Terms of Service
Landmark Logix engagement terms
Last updated 3/1/2025
These Terms of Service (“Terms”) govern the professional relationship between Landmark Logix (“we,” “our,” or “us”) and the client (“you” or “Client”). They apply to all proposals, statements of work, and master service agreements unless expressly superseded in writing.
1. Scope of services
We provide owner's representation, advisory, and related project-management services for complex construction initiatives. The specific scope, deliverables, milestones, and commercial terms for each engagement are outlined in the governing proposal or agreement. Any changes to scope must be mutually agreed upon in writing through a change order or amended statement of work.

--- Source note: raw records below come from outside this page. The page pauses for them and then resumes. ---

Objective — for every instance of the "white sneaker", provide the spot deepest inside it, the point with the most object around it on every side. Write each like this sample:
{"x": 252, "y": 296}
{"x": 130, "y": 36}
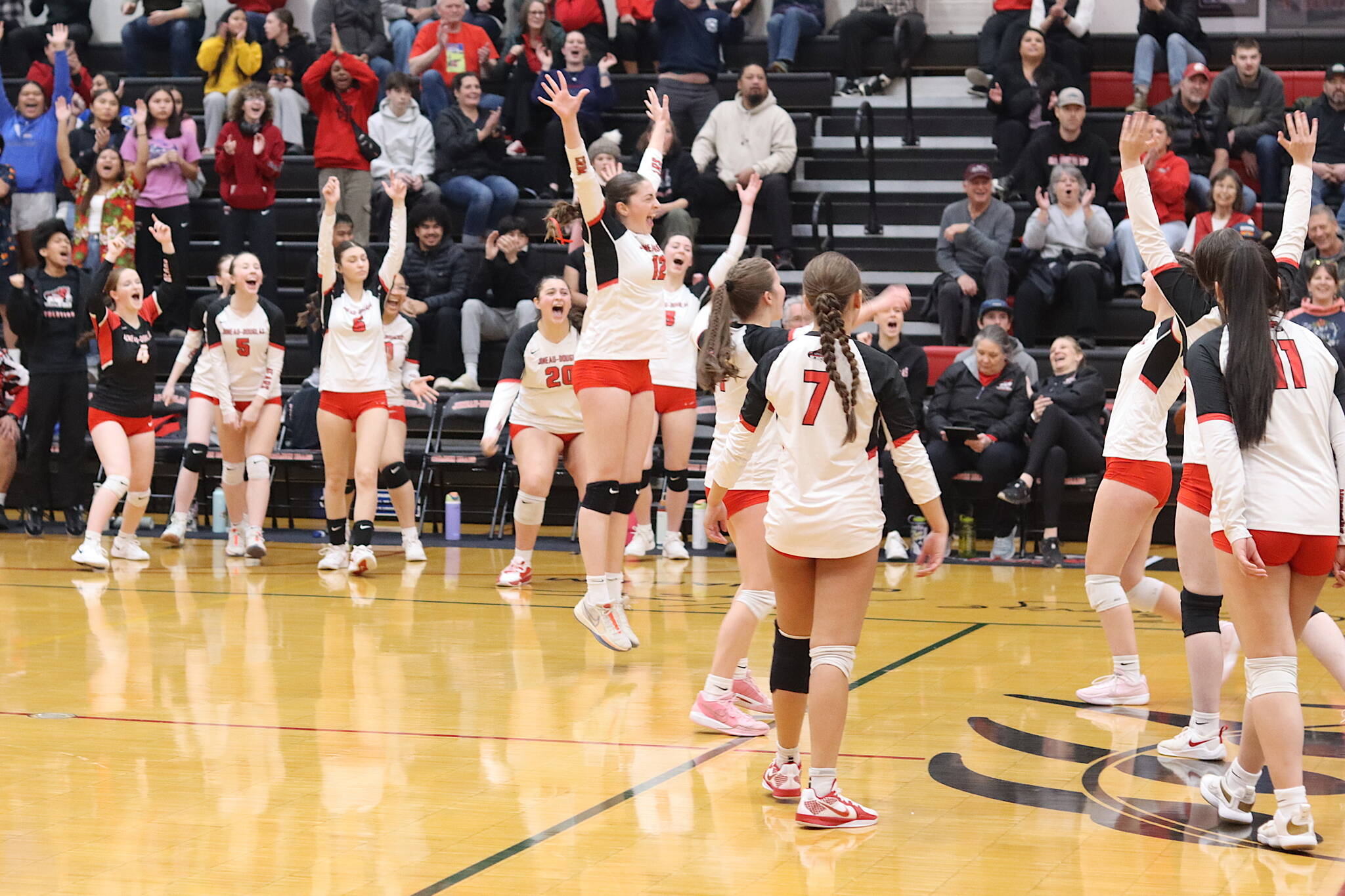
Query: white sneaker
{"x": 91, "y": 554}
{"x": 362, "y": 561}
{"x": 673, "y": 547}
{"x": 332, "y": 557}
{"x": 127, "y": 547}
{"x": 1188, "y": 744}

2. Client responsibilities
Timely collaboration is essential to project performance. You agree to provide accurate information, designate empowered decision-makers, secure necessary approvals, and facilitate access to sites, systems, and project stakeholders. Delays or inaccuracies that impede delivery may require schedule adjustments or additional service fees.
3. Fees and payment
Fees, retainers, reimbursable expenses, and invoicing schedules are specified in the governing agreement. Unless otherwise stated, invoices are due within thirty (30) days of receipt. Past-due balances may incur a finance charge, suspension of services, or adjustment of project milestones. You are responsible for taxes or duties associated with the engagement, excluding Landmark Logix’s income taxes.
4. Confidentiality
Both parties agree to keep confidential information received in connection with the engagement confidential and to use it solely for purposes of performing under the agreement. We may disclose information to trusted subcontractors or consultants who assist the project, provided they are bound by obligations no less strict than those contained here.
5. Intellectual property
Landmark Logix retains all rights to its pre-existing methodologies, tools, templates, and know-how. Work product created specifically for your project becomes your property once all associated fees are paid in full. Nothing in these Terms transfers proprietary rights in our underlying systems or proprietary data sets.
6. Limitation of liability
To the fullest extent permitted by law, our aggregate liability for any claim arising out of an engagement is limited to the fees actually paid to Landmark Logix for the services giving rise to the claim. We are not liable for indirect, incidental, consequential, special, punitive, or exemplary damages, including lost profits or business interruption, even if advised of the possibility of such damages.
7. Insurance and compliance
We maintain industry-standard professional liability, general liability, and workers’ compensation insurance and will provide certificates of insurance upon request. Each party will comply with applicable laws, codes, and regulations associated with the project.
8. Termination
Either party may terminate the engagement for convenience with written notice as defined in the governing agreement. You are responsible for fees and approved expenses incurred through the effective termination date. We may terminate for cause if invoices remain unpaid or if contractual obligations are materially breached.
9. Governing law and dispute resolution
These Terms are governed by the laws of the state identified in the primary agreement, without regard to its conflict-of-law provisions. The parties will first attempt in good faith to resolve disputes through executive mediation. If mediation is unsuccessful, the dispute may proceed to arbitration or litigation as specified in the governing agreement.